Miracles abound in the snow as we trudge to our spirit’s home

I’ve got to be honest with you, folks. I moved to Vermont in 1975 from a small town outside Pittsburgh called Beaver.

In the southwest corner of Pennsylvania, if you weren’t a 6-feet, 2-inch, 250-pound kid who loved football, you weren’t very popular. Team sports were the only way to get any recognition.

I was too small and incredibly shy to make my way through adolescence in this environment So after hearing a song called “Wildfire” by Michael Murphy, I dreamt of skiing through deep powder in the trees during a blizzard. It appealed to my newly formed image of what I wanted to be “when I grew up.”

Courtesy photo. Bradley Carleton and Chessie duck hunting late in the season.
Courtesy photo. Bradley Carleton and Chessie duck hunting late in the season.

I spent a lot of time alone in the woods. Every time it snowed, I would stare longingly out the big bay window in the “rec room.” I would dream of a life in the Great North Woods, where, alone, I would embrace the cold and find the serenity and feeling of belonging that every struggling teenager seeks.

I was failing school and skipping days when it snowed. At one point my father asked me what I was doing when my report card stated that I had missed 32 days of the winter semester.

I was obsessed with skiing and found a “bad character” who would always oblige me with a ride to Seven Springs, an hour and a half north. We would stash our skis in the woods behind the high school, and after we were dropped off by our parents, we would walk into the school at the front door, sign in, and walk out the back door by the gym, where the car would be waiting.

Finally, one day my father saw me walking into the woods behind the house carrying my skis and it was obvious that I had found something to be more enthusiastic about than my three years of failing Spanish.

He gave me an ultimatum: either you find a private school that you want to attend, or you will be going to a military school. Finally, I saw my dream coming to fruition. I picked up a copy of SKI magazine, and in the back under the ads, I found a private school that claimed I could ski every day. I circled the ad and laid the magazine open on my father’s rolltop desk.

My dream became reality with great alacrity. Within two months, I was “shipped off” to Vermont Academy. I was 16. While I was at Vermont Academy, a certain teacher was a powerful influence on me. His name was “Mr. Sargent.” I never knew his whole name, but he introduced us to the outdoors in a way that set my soul on an insatiable path of wonderment about everything from bugs in streams to the snort of a buck in the dark.

When my family sold their house in Beaver, I told them that I had found “my home.” My spirit cried out so loudly that I would be living here in Vermont, no matter where they wanted to go.

Without being the least bit manipulative, I simply stated that I had found my heart’s home. Strangely enough, they all decided to move to Stowe, where, once again, I was promised that I could ski every day as a potential contender for the burgeoning sport of freestyle skiing.

Six short years later my body began to wear down from skiing 150 days a season but the wonderment of the outdoors and the feeling of finally finding where I belonged, my dream of skiing in deep powder and the peacefulness it brought me formed the spiritual infrastructure that would define the rest of my life.

I guided people for 28 years under the name Champlain Valley Guide Service. I took people waterfowl hunting, turkey hunting, ice fishing and foraging. Through those 28 years I developed an ever-increasing base of knowledge and discovered that my happiest moments were teaching others to see the awe and miracles that nature constantly offered.

Maybe it was discovering a cluster of chanterelles on a moist hillside or an acrobatic leap of a colorful brook trout in a mountain steam. Maybe it was the flock of Canada geese coming to my calls and locking their wings, dropping their chimney black feet to glide into the spread of decoys.

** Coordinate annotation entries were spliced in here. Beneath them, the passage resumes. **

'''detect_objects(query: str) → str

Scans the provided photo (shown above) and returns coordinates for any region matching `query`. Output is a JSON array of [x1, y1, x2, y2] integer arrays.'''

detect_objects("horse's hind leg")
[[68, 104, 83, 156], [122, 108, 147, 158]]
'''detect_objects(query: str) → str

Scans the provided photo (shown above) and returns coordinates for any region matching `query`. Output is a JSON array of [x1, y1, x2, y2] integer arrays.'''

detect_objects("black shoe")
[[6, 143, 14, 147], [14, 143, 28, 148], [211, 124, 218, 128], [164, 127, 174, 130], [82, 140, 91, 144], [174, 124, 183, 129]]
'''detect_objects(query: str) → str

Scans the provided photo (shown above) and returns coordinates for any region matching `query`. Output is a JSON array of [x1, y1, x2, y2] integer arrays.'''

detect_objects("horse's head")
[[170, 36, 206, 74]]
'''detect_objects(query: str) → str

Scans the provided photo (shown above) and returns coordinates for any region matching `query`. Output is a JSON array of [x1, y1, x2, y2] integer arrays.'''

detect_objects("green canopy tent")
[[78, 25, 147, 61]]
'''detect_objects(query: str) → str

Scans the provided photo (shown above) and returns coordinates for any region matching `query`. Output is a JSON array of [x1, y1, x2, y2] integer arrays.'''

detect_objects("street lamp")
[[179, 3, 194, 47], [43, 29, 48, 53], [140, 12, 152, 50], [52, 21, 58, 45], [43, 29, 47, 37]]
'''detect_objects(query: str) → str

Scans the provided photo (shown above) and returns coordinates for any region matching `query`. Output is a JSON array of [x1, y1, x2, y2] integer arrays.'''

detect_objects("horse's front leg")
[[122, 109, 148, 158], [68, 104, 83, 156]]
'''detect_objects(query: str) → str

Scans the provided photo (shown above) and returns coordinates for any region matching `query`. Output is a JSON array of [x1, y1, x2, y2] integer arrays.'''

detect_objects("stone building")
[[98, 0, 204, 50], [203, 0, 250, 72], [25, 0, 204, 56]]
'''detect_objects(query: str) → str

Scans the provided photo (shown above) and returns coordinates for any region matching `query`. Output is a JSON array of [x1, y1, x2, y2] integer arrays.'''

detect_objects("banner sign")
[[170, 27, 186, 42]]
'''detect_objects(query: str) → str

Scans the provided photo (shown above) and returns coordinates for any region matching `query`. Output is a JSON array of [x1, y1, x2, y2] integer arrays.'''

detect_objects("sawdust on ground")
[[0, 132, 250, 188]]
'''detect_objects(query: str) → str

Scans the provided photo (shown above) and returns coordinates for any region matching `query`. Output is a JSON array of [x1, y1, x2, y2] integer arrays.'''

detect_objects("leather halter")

It could have been that very first buck that walked near the tree stand that my father and I built on the hillside in Stowe. Or the time I found my truck keys that had fallen out of my pocket in the dark in a bay a mile wide.

My point, my readers, is that in our dreams and on the paths that we follow, we can find miracles all around us. All we must do to see them is to be open to see the beauty of every leaf, every blade of grass, every cool breeze, every scent of a lake or glowing yellow light inside of a deer camp as we walk back in the fading light.

It is in every snowflake that makes up a blizzard as we trudge forward in the deep powder toward our spirit’s home.

(Bradley Carleton is executive director of Sacred Hunter, a non-profit that seeks to educate the public on the spiritual connection of man to nature.)